49.  In assessing evidence, the Court has generally applied the standard of proof “beyond reasonable doubt” (see Ireland v. the United Kingdom, judgment of 18 January 1978, Series A no. 25, pp. 64-65, § 161). However, such proof may follow from the coexistence of sufficiently strong, clear and concordant inferences or of similar unrebutted presumptions of fact. Where the events in issue lie wholly, or in large part, within the exclusive knowledge of the authorities, as in the case of persons within their control in custody, strong presumptions of fact will arise in respect of injuries occurring during such detention. Indeed, the burden of proof may be regarded as resting on the authorities to provide a satisfactory and convincing explanation (see Ribitsch v. Austria, judgment of 4 December 1995, Series A no. 336, § 34, Salman v. Turkey [GC], no. 21986/93, § 100, ECHR 2000-VII).
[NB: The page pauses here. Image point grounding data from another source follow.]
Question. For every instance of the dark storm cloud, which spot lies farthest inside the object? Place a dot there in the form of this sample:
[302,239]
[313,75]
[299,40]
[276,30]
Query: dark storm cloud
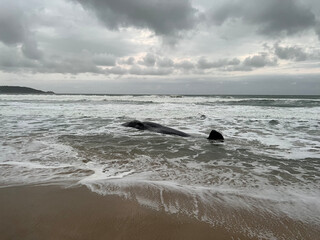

50.  The Court further recalls that ill-treatment must attain a minimum level of severity if it is to fall within the scope of Article 3. The assessment of this minimum is relative: it depends on all the circumstances of the case, such as the duration of the treatment, its physical and/or mental effects and, in some cases, the sex, age and state of health of the victim (see Ireland v. the United Kingdom, cited above, p. 65, § 162).

51.  In respect of a person deprived of his liberty, recourse to physical force which has not been made strictly necessary by his own conduct diminishes human dignity and is in principle an infringement of the right set forth in Article 3 (see Ribitsch, cited above, § 38). Thus, the burden rests on the Government to demonstrate with convincing arguments that the use of force, which resulted in the applicant's serious and numerous injuries was not excessive (see, mutatis mutandis, Rehbock v. Slovenia, no. 29462/95, § 72, ECHR 2000-XII and Matko v. Slovenia, no. 43393/98, § 104, 2 November 2006).

52.  Turning to the circumstances of the instant case the Court observes that the applicant sustained fractures of the jaw, nose, edge of the right eye socket and left hand. In addition, he suffered haematomas and bruises (see paragraphs 14-18 above). His injuries were established by several medical examinations carried out while he was still in police custody, and shortly afterwards, and were confirmed by the domestic authorities in both sets of subsequent criminal proceedings. Thus, the degree of bodily harm indicates that the applicant's injuries were sufficiently serious to amount to inhuman and degrading treatment within the scope of Article 3 (see, for example, Assenov and Others, cited above, § 95, Afanasyev v. Ukraine, no. 38722/02, § 61, 5 April 2005). It remains to be considered whether the State should be held responsible under Article 3 for these injuries.

53.  It has not been disputed, neither by the domestic authorities nor by the parties, that the applicant's injuries had occurred during his arrest by the police on 13 June 1997.

The Government submitted that the applicant's injuries were the result of his aggressive behaviour during the struggle with the police officers who had tried to apprehend him and that expert medical opinion could not categorically establish the origin of the injuries.

54.  The Court firstly notes the contradictory conclusions in the two sets of domestic proceedings which concerned the assessment of the same events of 13 June 1997. In the proceedings instituted upon the applicant's allegations of ill-treatment, the public prosecutors concluded that the applicant's injuries had been caused, as submitted by the police, by his falling on the ground and repeatedly hitting his head against the kerb (see paragraphs 25 and 29 above). However, in the subsequent criminal proceedings against the applicant, the courts acknowledged that the applicant had been beaten by the police since his numerous injuries could not have been caused solely by his own actions (see paragraph 38 above).

The latter conclusions of the domestic courts constitute sufficient factual and evidentiary basis for the Court to establish that the applicant had sustained his injuries, at least partly, as a result of being beaten by the police officers.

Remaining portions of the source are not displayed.